Are you full of despair and emptiness? Has life lost its meaning for you and no one could understand your feelings? Do you think there is no future without your loved one? It is possible, if you feel this way that you are suffering from what is often called normal reactive depression. You are frustrated and reacting because something or someone you hold dear is gone.
We are not talking about clinical or biochemical depression here, although reactive depression can progress to the clinical type. Depression caused by the loss of a loved one usually does not require medication, although it is prescribed in some cases, and is temporarily helpful. Here is what you need to know.
1. Not everyone becomes depressed after the death of a loved one. It is completely normal not to suffer from depression because you have to deal with it. However, after the death of a loved one, thoughts and situations often lead to loneliness and resulting depression, which occurs early in grief. It is characterized by disorientation, little motivation, altered self-esteem, lack of meaning, decreased functioning in one’s social circle, restlessness, and low energy.
2. If you are depressed, admit it. Describe it in detail, where it hurts, how it feels. “What message or messages are these feelings giving me?” It is an important question that must be addressed. What do I need to accept? to leave? Refusal to accept the loss is often a root cause of depression. Depending on what you think about your depression will lead to choices that help you either manage it or prolong it.
3. Talk to your best friend. Remember, the more you isolate yourself – which is what depression tends to do – the greater the emotional and physical stress. Saying how you really feel (especially what you fear and how angry you are) to someone you trust yourself with is an excellent antidote for your grief and dealing with depression. Forgiving yourself and others will also relieve you of feelings of depression.
4. Use a universal cure for depression: exercise. Physical activity will have an effect on brain chemistry and help manage depression. Take a 10-15 minute walk, preferably with someone. This will activate endorphins and influence mood.
5. Find a symbol of comfort and guidance. Create a symbol that will bring back loving memories of the person who passed and/or your greater strength that was with you at all times and will help you through your great loss. Keep the symbol in a place where you will see it often and use it as a cue to reflect on loving memories – and to accept life’s new circumstances.
6. Do deep negative beliefs (I can’t go on alone, I’m being punished, I’ll never feel better, I’m worthless, etc.) increase your depression? Reclaim your strength. Take it back from those beliefs that say you are less, not more.

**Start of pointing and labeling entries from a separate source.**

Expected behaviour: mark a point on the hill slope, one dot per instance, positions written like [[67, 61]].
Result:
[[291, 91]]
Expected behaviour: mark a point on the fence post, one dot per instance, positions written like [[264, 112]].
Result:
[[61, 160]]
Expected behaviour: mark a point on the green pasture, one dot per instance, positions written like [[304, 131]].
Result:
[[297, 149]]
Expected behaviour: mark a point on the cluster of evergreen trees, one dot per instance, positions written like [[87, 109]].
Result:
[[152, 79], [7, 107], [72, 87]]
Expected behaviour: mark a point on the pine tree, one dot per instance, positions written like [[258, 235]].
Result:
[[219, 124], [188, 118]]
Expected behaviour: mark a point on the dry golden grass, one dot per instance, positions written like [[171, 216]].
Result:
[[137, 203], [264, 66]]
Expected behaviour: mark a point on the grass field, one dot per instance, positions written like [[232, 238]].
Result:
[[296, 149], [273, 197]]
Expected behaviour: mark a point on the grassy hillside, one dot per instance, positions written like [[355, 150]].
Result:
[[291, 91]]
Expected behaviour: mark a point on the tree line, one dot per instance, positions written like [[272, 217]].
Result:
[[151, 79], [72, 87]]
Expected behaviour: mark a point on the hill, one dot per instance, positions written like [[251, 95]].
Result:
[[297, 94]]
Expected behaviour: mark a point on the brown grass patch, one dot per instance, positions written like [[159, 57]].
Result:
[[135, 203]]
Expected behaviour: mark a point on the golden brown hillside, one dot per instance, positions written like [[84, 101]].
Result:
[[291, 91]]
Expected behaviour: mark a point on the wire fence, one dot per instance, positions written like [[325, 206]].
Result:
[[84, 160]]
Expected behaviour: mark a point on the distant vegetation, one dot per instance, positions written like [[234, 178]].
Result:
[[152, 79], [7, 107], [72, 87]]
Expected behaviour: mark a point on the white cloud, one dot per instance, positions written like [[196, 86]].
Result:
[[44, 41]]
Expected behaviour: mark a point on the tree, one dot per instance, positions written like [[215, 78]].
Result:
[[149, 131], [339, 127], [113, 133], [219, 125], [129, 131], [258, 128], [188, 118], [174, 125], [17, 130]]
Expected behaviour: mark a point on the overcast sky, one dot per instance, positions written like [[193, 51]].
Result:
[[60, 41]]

I think you can get better. Make contrasting affirmations and keep repeating them throughout the day.
7. Start learning how to tolerate uncertainty. This can be achieved by turning to your spiritual and symbolic beliefs. You will increase your options by allowing your spiritual beliefs to guide you and by strengthening your belief that you will get through this painful loss. Learn what you can and cannot control. You control how you handle major changes; You can’t control what other people say and do or what actually happened.
8. Let possibility educate you to get out of depression. Here is where your imagination can help in a very positive way. Are you open to exploring the many options available for dealing with loss? Start learning about it from others, support groups, readers, and experts. By creating options to deal with fear, anger, guilt, and negative thoughts, you can change your view of what lies ahead.
9. Check your eating habits and whether you have an amino acid deficiency. Consuming protein in all three meals can affect your neurotransmitters and energy levels. Reduce carbohydrates (not complex carbohydrates), sugar, alcohol and fast food consumption, and increase fruits and vegetables. The way you feel physically will either make your depression worse or worse.
Whenever you feel depression creeping back in, immediately ask yourself this key question, “What are my choices here?” If you bury your feelings and don’t face them, depression is a common outcome.
Refuse to withdraw from life. Make connections and express your feelings to a support group or to your best friend. If your symptoms of depression persist for more than two months, be sure to consult a professional counselor. You can move past this dark and light by taking action early (don’t wait for it to get worse) to deal with these overwhelming feelings.